Unfinished Business: Women Men Work Family by Anne-Marie Slaughter, Oneworld Publications; Random House

Anne-Marie Slaughter’s 2012 article in The Atlantic, ‘Why Women Still Can’t Have it All’, which described her choice to leave a dream job in Washington to return to her family and academic career, outlined the obstacles women face in the workplace, immediately sparked intense national debate and became one of the most-read pieces in the magazine’s history.

Since that time, Anne-Marie Slaughter has re-examined and broken free of her long standing assumptions about work, life and family. The feminist movement has stalled and though many solutions have been proposed for how women can continue to break the glass ceiling or rise above the ‘motherhood penalty’, no solution yet has been able to unite all women.
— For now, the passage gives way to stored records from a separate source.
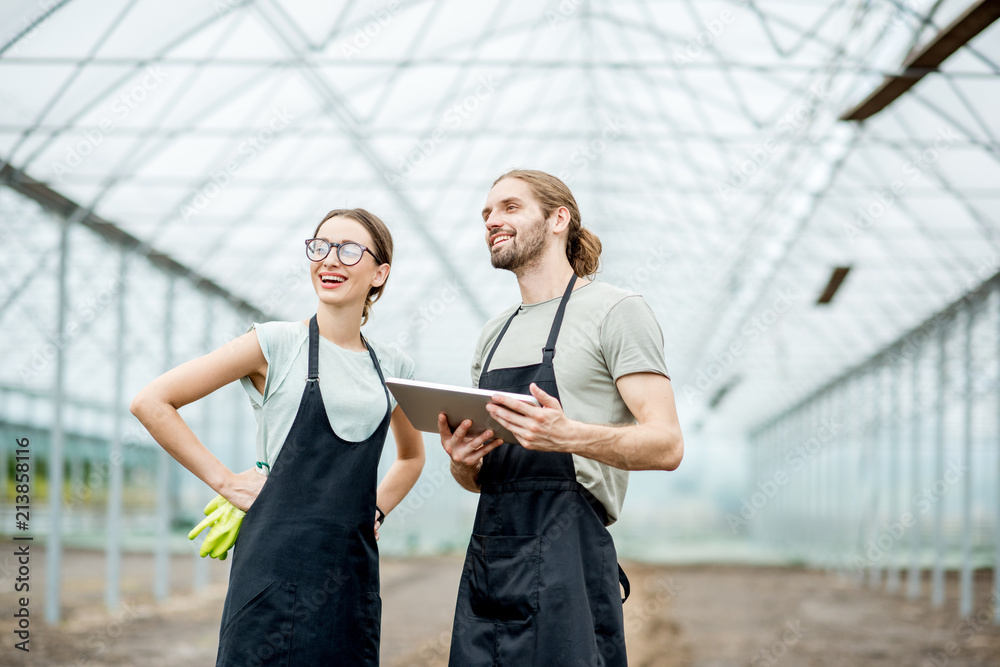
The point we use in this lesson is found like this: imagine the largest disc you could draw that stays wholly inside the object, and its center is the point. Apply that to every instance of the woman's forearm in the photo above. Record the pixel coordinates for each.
(398, 481)
(172, 433)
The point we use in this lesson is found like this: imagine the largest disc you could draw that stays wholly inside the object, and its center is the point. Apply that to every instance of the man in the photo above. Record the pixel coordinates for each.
(541, 580)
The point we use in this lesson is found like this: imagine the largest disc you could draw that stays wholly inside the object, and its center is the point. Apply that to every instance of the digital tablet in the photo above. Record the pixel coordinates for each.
(423, 401)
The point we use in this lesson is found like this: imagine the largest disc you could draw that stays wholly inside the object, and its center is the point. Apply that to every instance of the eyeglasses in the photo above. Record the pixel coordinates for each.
(349, 252)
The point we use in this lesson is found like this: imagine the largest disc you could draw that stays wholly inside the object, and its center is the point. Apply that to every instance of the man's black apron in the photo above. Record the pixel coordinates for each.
(304, 586)
(541, 577)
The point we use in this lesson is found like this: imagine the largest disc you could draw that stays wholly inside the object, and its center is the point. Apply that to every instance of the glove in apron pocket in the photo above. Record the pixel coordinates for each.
(260, 633)
(504, 577)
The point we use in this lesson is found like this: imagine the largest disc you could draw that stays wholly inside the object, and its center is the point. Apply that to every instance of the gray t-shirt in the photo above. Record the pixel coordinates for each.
(353, 396)
(606, 333)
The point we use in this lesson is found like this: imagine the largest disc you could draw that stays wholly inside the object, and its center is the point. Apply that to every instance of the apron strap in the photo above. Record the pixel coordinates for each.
(549, 350)
(378, 369)
(313, 350)
(623, 580)
(314, 360)
(496, 343)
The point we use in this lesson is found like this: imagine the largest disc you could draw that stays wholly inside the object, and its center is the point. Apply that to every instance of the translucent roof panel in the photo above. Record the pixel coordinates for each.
(701, 139)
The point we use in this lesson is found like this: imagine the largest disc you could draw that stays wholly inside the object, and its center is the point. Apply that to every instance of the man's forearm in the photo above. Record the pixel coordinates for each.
(467, 476)
(629, 447)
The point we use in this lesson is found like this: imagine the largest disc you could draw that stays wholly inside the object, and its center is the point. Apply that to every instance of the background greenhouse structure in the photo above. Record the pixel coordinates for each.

Now, in Unfinished Business, Anne-Marie Slaughter pushes further, presenting a new vision for what true equality between men and women really means and how we can get there. Slaughter takes a hard look at our reflexive beliefs, the ‘half-truths’ we tell ourselves that are holding women back. Then she reveals the missing piece of the puzzle, a new focus that can reunite the women’s movement and provide a common banner under which both men and women can advance and thrive.

With practical individual solutions, compelling stories and a broad outline for change, Unfinished Business presents a future in which all of us, men and women alike, can finally have fulfilling careers along with the rewards of family life.

Misbehaving: The Making of Behavioural Economics by Richard Thaler, Allen Lane/Penguin Press; W. W. Norton

Professor Thaler shows us why classical economics, which assumes that human beings are always rational and always the same, can’t reveal the truth of how we really think about money and the economy. Why are we more likely to forgo the opportunity to sell a £100 bottle of wine rather than actually taking money out our wallet to pay for it, when ultimately the ‘opportunity cost’ of doing so is the same? Why would the ‘endowment effect’ mean that we value a free ticket worth hundreds of pounds more than the money we would get from selling it? As the most vivacious and vociferous founding member of behavioural economics, Thaler presents his insightful findings with stories about data and experiments, and as he breaks down the biases and irrational tendencies in our thinking, he shows us how to avoid making costly mistakes in our own lives.

How Music Got Free: What Happens When an Entire Generation Commits the Same Crime? by Stephen Witt, The Bodley Head/Penguin Random House; Viking

How Music Got Free is a blistering story of obsession, music and obscene money. A story of visionaries and criminals, tycoons and audiophiles with golden ears. It’s about the greatest pirate in history, the most powerful executive in the music business, and an illegal website six times the size of iTunes.

It begins with a small-time thief at a CD-pressing plant, and a groundbreaking invention on the other side of the globe. Then pans from the multi-million-dollar deals of the music industry to the secret recesses of the web; from German audio laboratories to a tiny Polynesian radio station.

This is how one man’s crime snowballs into an explosive moment in history. How suddenly all the tracks ever recorded could be accessed by anyone, for free. And life became forever entwined with the world online.

It is also the story of the music industry – the rise of rap, the death of the album, and how much can rest on the flip of a coin. How an industry ate itself. And how the most successful music release group in history is one you’ve probably never heard of. How Music Got Free is a thrilling, addictive masterpiece of reportage from Stephen Witt. It’s a story that’s never been told – but that’s written all over your hard drive.